- Pitcher
- Born: August 19, 1973 (age 52) Seneca, South Carolina, U.S.
- Batted: RightThrew: Right

MLB debut
- August 20, 2000, for the St. Louis Cardinals

Last MLB appearance
- August 27, 2006, for the Pittsburgh Pirates

MLB statistics
- Win–loss record: 7–13
- Earned run average: 5.28
- Strikeouts: 204
- Stats at Baseball Reference

Teams
- St. Louis Cardinals (2000); Montreal Expos (2001–2003); Oakland Athletics (2005); Pittsburgh Pirates (2006);

= Britt Reames =

American baseball player (born 1973)

Britt William Reames (born August 19, 1973) is an American former professional baseball pitcher. He pitched parts of six seasons in Major League Baseball (MLB), between and , for the St. Louis Cardinals, Montreal Expos, Oakland Athletics, and Pittsburgh Pirates.

==Amateur career==
Reames attended Seneca High School in Seneca, South Carolina. He was selected out of high school 46th round of the 1992 Major League Baseball draft by the Texas Rangers, but opted to play college baseball for the Citadel Bulldogs. In 1994, he played collegiate summer baseball in the Cape Cod Baseball League for the Yarmouth-Dennis Red Sox. He was selected 17th round of the 1995 Major League Baseball draft by the St. Louis Cardinals.

==Professional career==
A promising minor league prospect early on, Reames had an impressive 1996 season with the Single–A Peoria Chiefs, Reames was named St. Louis Cardinals Minor League Pitcher of the Year when finished with 15 wins and a 1.90 ERA. However, he sat out the 1997 and 1998 seasons while he recovered from Tommy John surgery.

After recovering, Reames made his debut in the major leagues for the Cardinals in 2000. In that year he started seven games, managed a 2.88 ERA, and contributed to his team's World Series contention, giving up one run in 9 2/3 playoff innings.
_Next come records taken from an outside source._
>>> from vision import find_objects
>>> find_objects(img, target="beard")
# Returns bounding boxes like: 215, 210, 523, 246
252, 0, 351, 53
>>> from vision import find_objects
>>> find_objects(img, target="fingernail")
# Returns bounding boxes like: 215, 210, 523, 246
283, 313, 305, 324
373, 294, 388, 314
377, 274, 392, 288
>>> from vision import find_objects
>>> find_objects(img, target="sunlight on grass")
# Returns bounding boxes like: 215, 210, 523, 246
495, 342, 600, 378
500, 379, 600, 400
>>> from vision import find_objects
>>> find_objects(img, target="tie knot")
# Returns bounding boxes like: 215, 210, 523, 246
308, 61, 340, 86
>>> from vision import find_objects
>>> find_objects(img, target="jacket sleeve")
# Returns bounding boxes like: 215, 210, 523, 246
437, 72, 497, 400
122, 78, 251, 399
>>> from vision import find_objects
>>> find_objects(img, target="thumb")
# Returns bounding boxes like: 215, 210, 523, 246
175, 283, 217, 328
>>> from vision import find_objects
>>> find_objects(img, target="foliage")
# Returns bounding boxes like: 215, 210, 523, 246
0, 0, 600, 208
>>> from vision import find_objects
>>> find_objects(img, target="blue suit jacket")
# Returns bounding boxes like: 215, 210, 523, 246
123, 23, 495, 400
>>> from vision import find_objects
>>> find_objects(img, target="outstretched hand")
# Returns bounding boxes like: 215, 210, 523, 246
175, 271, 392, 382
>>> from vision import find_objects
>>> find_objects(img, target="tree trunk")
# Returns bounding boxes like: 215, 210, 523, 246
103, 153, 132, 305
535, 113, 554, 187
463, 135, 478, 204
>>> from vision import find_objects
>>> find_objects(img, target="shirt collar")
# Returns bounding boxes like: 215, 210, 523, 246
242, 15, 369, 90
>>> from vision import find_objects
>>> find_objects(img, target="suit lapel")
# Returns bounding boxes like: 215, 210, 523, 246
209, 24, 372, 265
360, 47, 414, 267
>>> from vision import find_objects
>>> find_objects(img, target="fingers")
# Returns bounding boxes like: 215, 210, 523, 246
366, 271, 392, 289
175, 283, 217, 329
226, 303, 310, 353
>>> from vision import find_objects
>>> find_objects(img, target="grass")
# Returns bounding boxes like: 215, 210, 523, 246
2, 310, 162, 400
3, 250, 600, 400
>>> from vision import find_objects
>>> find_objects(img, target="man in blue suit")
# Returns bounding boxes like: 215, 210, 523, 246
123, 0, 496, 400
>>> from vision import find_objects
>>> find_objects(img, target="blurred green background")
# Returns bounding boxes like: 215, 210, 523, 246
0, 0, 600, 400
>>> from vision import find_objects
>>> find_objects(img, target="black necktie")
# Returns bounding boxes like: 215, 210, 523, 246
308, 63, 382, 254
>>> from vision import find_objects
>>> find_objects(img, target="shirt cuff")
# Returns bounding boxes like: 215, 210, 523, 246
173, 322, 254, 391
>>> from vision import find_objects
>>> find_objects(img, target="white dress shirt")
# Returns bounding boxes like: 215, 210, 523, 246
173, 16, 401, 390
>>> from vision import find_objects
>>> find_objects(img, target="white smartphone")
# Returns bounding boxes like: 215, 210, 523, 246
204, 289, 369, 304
Over the next several years, he pitched for the Oakland Athletics, the Montreal Expos, and the Pittsburgh Pirates, always switching between the majors and the minors. On August 11, 2006 he was called up by the Pirates when Josh Sharpless went on the disabled list. On August 28, he was designated for assignment. He has not pitched professionally since 2006.

==Coaching career==
Reames spent three years as the pitching coach at Furman from 2008 through 2010 before taking the same position at his alma mater prior to the 2011 season. He was inducted into the Hall of Fame at The Citadel in November 2008.

On August 4, 2023, Reames was announced as the head coach at Oceanside Collegiate Academy in Mount Pleasant, South Carolina.